16 killed in ‘historic’ flooding in Montgomery, Kentucky

Historic flooding has so far killed at least 16 people in Kentucky, including children and possibly “entire families” — with the death toll expected to “more than double,” Gov. Andy Beshear said Friday.

At least four small children were swept away from their parents’ grasps as flooding raged in Montgomery, a relative told the Lexington Herald-Leader.

President Biden approved a disaster declaration for the state Friday, ordering federal aid to augment state and local recovery efforts amid severe flooding, landslides and mudslides that started rocking the state Tuesday.

A flood watch was to remain in effect through at least Friday in eastern Kentucky, where more than 23,000 residents are still without power after heavy rain pummeled the area and parts of western Virginia and southern West Virginia.

“[The death toll will] probably more than double,” Beshear said Friday. “We know some of the lost will include children. We may have even lost entire families.”

Search and rescue teams along with the National Guard completed roughly 50 air rescues and “hundreds” of boat saves, Beshear said, acknowledging the heroes who responded to the flooding and mudslides across the battered mountainous state.

An aerial view shows homes submerged Thursday under floodwaters from the North Fork of the Kentucky River in Jackson, Ky.
AFP via Getty Images

“This situation is ongoing,” Beshear said. “We are still in the search and rescue mode and at least in some areas, the water is not going to crest until tomorrow.”

Video from a roadway in Jackson showed widespread destruction and dozens of homes under water. Other footage shot from a drone in Whitesburg — a town of 2,200 — showed even more carnage caused by the floodwaters across entire communities.

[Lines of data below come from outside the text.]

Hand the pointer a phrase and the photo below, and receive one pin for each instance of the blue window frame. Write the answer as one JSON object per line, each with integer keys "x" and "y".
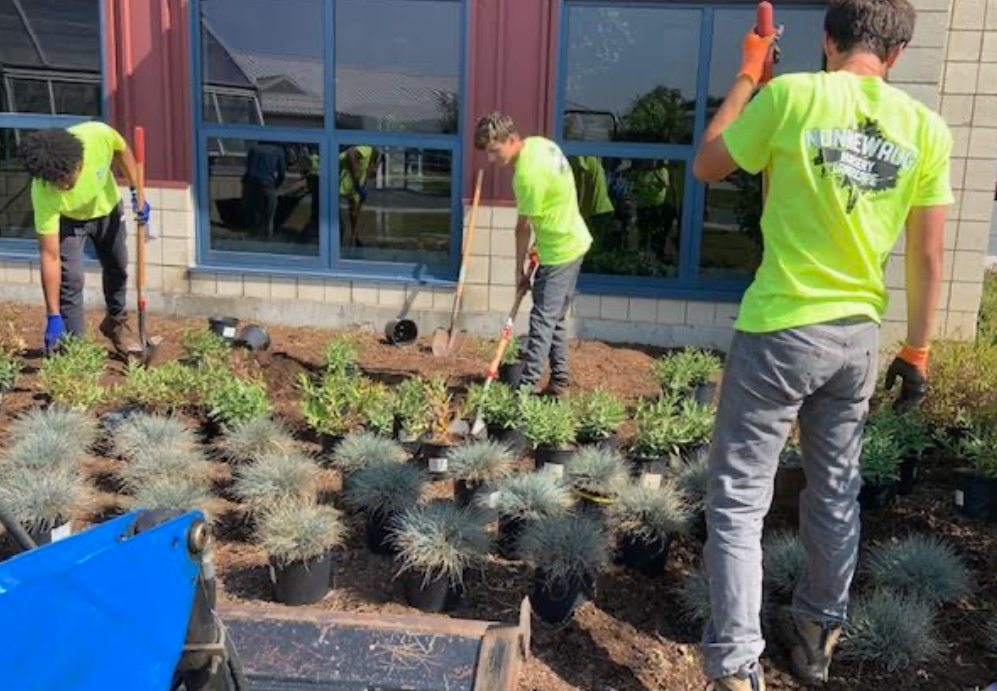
{"x": 636, "y": 85}
{"x": 52, "y": 67}
{"x": 322, "y": 115}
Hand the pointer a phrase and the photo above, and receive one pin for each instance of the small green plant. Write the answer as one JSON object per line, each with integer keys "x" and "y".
{"x": 237, "y": 400}
{"x": 384, "y": 489}
{"x": 248, "y": 440}
{"x": 650, "y": 515}
{"x": 894, "y": 631}
{"x": 784, "y": 560}
{"x": 274, "y": 478}
{"x": 361, "y": 449}
{"x": 597, "y": 470}
{"x": 341, "y": 355}
{"x": 145, "y": 434}
{"x": 439, "y": 540}
{"x": 921, "y": 566}
{"x": 411, "y": 407}
{"x": 479, "y": 461}
{"x": 567, "y": 549}
{"x": 680, "y": 371}
{"x": 548, "y": 422}
{"x": 71, "y": 377}
{"x": 204, "y": 348}
{"x": 298, "y": 532}
{"x": 880, "y": 459}
{"x": 530, "y": 497}
{"x": 600, "y": 414}
{"x": 43, "y": 497}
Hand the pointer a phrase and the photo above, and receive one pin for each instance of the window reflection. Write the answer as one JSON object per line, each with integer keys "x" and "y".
{"x": 264, "y": 196}
{"x": 633, "y": 207}
{"x": 394, "y": 204}
{"x": 631, "y": 74}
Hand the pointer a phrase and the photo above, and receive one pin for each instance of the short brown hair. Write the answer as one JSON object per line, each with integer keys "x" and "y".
{"x": 874, "y": 26}
{"x": 492, "y": 128}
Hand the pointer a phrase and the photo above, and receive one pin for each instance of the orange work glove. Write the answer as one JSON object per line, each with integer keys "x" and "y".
{"x": 756, "y": 53}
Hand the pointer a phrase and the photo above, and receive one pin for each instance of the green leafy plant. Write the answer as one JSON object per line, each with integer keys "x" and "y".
{"x": 298, "y": 532}
{"x": 921, "y": 566}
{"x": 784, "y": 560}
{"x": 275, "y": 478}
{"x": 361, "y": 449}
{"x": 880, "y": 459}
{"x": 680, "y": 371}
{"x": 530, "y": 497}
{"x": 479, "y": 461}
{"x": 566, "y": 548}
{"x": 597, "y": 470}
{"x": 71, "y": 377}
{"x": 649, "y": 514}
{"x": 248, "y": 440}
{"x": 893, "y": 631}
{"x": 439, "y": 540}
{"x": 384, "y": 489}
{"x": 600, "y": 414}
{"x": 548, "y": 422}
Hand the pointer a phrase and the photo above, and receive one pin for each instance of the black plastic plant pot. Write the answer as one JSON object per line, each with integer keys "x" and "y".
{"x": 513, "y": 439}
{"x": 511, "y": 373}
{"x": 647, "y": 557}
{"x": 438, "y": 595}
{"x": 909, "y": 472}
{"x": 402, "y": 332}
{"x": 226, "y": 327}
{"x": 302, "y": 582}
{"x": 555, "y": 601}
{"x": 877, "y": 495}
{"x": 379, "y": 533}
{"x": 976, "y": 496}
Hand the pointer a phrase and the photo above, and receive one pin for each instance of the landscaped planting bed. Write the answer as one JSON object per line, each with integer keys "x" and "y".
{"x": 335, "y": 454}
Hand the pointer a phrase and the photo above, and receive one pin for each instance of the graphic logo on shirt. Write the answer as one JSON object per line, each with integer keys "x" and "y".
{"x": 859, "y": 161}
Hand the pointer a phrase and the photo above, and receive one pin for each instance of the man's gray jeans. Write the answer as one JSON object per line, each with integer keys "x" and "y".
{"x": 823, "y": 374}
{"x": 553, "y": 289}
{"x": 108, "y": 236}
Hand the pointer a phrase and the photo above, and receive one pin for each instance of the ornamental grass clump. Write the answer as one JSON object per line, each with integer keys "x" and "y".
{"x": 275, "y": 478}
{"x": 439, "y": 540}
{"x": 921, "y": 566}
{"x": 893, "y": 631}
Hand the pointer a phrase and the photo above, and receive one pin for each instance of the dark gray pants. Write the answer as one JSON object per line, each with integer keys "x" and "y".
{"x": 108, "y": 236}
{"x": 553, "y": 289}
{"x": 823, "y": 374}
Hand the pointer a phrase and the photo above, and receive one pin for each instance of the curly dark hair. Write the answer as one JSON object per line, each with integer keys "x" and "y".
{"x": 52, "y": 155}
{"x": 874, "y": 26}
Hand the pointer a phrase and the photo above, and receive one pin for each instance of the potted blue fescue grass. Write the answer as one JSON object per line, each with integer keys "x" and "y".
{"x": 436, "y": 544}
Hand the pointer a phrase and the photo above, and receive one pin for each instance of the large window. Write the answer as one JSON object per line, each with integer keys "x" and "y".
{"x": 636, "y": 87}
{"x": 329, "y": 134}
{"x": 50, "y": 76}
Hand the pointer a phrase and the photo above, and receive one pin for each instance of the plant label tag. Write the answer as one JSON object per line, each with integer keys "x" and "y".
{"x": 438, "y": 465}
{"x": 62, "y": 532}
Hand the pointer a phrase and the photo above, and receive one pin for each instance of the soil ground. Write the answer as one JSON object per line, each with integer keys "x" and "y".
{"x": 631, "y": 638}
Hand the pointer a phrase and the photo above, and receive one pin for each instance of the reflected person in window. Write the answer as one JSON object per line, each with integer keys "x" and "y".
{"x": 851, "y": 160}
{"x": 75, "y": 198}
{"x": 547, "y": 201}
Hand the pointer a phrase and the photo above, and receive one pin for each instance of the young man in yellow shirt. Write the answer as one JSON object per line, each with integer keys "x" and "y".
{"x": 75, "y": 197}
{"x": 851, "y": 161}
{"x": 547, "y": 201}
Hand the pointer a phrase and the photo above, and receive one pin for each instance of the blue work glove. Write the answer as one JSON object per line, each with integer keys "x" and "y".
{"x": 55, "y": 329}
{"x": 360, "y": 191}
{"x": 141, "y": 215}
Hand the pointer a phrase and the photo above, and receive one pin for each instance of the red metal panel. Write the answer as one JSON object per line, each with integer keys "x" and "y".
{"x": 148, "y": 76}
{"x": 512, "y": 50}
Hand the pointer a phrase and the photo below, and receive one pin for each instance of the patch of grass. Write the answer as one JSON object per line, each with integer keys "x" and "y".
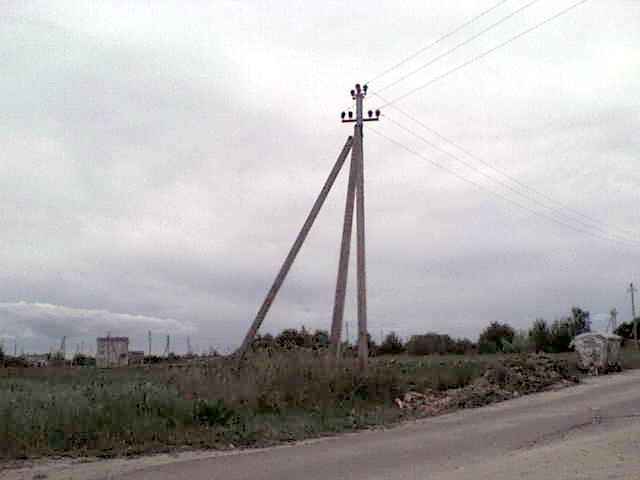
{"x": 273, "y": 397}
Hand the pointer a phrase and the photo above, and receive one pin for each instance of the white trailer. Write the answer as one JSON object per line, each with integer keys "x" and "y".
{"x": 597, "y": 352}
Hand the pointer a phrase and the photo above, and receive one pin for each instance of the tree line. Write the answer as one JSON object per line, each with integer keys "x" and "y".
{"x": 542, "y": 336}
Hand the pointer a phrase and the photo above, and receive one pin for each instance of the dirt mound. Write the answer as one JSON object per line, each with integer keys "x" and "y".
{"x": 511, "y": 377}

At least four children were swept away from their parents as flooding raged in Montgomery, a relative told the Lexington Herald-Leader.

A woman whose trailer was washed away by flooding in Perry County reaches for food from her mother Thursday.
A woman whose trailer was washed away by flooding in Perry County reaches for food from her mother Thursday.
via REUTERS

The bodies of 6-year-old Riley Noble Jr. and 4-year-old Nevaeh Noble were recovered later Thursday, cousin Brittany Trejo told the newspaper.

Trejo said she started searching at daylight Friday for her other cousins, 8-year-old Maddison Noble and 18-month-old Chance Noble, who remain missing.

Their home had flooded Thursday, prompting parents Amber Smith and Riley Noble to get onto their roof, Trejo said.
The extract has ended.